La differenza tra noi due è quello che ci lega.
Quello che fa di me me e di te te mi ricorda la storia che siamo e che siamo stati; mi ricorda che c’è stato un prima e che ora c’è un adesso che si infutura con disinvoltura.
La nostra storia è quella in cui un giorno ti ho visto e pur non sapendo chi fossi, mi sono reso conto di una semplice cosa: non eri me. Non lo eri più di chiunque altro, più di ogni singola cosa, più di tutto. E nel non esserlo mi attraevi a te come un vuoto d’aria. Non eri me ma mi riguardavi, perché i miei vuoti e i tuoi pieni collimavano con i miei pieni e i tuoi vuoti.
Quella differenza era chiara anche a te, l’ho letto nei tuoi occhi in quello stesso istante, il tuo nome era nelle conversazioni ascoltate distrattamente, da dietro una tenda, nella voce delle mamme che chiamano i bambini, nel ronzio delle api; lo conoscevo a memoria, senza averlo mai pronunciato, era nel muscolo della mia lingua senza essere mai stato soffiato fuori dal mio fiato. E così il mio in te.

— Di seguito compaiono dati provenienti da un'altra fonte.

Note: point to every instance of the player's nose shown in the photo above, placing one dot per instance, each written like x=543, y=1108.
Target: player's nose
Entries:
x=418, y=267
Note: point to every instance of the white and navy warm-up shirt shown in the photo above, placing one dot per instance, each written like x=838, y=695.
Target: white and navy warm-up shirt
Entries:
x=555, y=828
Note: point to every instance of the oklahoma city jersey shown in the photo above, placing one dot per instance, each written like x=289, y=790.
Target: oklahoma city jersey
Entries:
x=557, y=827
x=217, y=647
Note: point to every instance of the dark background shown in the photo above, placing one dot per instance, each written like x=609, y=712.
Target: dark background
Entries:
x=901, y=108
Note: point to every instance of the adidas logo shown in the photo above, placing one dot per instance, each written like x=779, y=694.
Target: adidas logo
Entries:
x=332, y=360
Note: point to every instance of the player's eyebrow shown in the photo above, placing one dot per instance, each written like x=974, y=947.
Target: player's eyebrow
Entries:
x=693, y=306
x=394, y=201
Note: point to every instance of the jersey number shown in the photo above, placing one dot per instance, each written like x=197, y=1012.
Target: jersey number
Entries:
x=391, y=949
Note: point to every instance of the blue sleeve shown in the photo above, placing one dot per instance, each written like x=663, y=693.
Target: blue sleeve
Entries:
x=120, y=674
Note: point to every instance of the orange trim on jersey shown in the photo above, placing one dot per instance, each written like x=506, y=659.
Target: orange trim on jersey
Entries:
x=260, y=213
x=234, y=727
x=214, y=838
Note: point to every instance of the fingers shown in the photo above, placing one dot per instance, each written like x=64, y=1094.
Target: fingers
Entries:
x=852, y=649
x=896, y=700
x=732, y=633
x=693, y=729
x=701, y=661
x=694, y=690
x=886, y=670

Persino quello che non so di te mi riguarda, ci sono dentro perché nel mio regno non esiste un luogo su cui tu possa poggiarti senza scivolare, per questo la tua presenza è per me azione, non c’è modo in cui possa dimenticarmi che sei lì. Se fai un passo al di qua del confine devo stendere il braccio e afferrarti, perché sei prezioso ai miei occhi.
Sapevo che non eri me, perché vedevo che eri l’altro. Non uno qualunque diverso da me, bensì il peso esatto sul braccio opposto oltre il fulcro. L’effigie perfetta per il mio cartiglio vuoto.
Così ho avvertito sopraggiungere il momento glorioso: le linee si sono squadrate e la polvere si è posata sul suolo, i miei spigoli si sono incastonati con i tuoi e da lì è sgorgato un canto di giornate.
Il futuro è da scartare porzione per porzione come una confezione di caramelle dispettose. Ma ora so che la pace e la vita non sono dall’identico, dal congenito, dall’uniforme, ma da questo sistema di attrazioni che non mi fa ritirare gli occhi dal profilo del tuo naso, come un esercito sul confine che non possa mai perderti di vista, ma che al posto delle lance, leva le braccia aperte.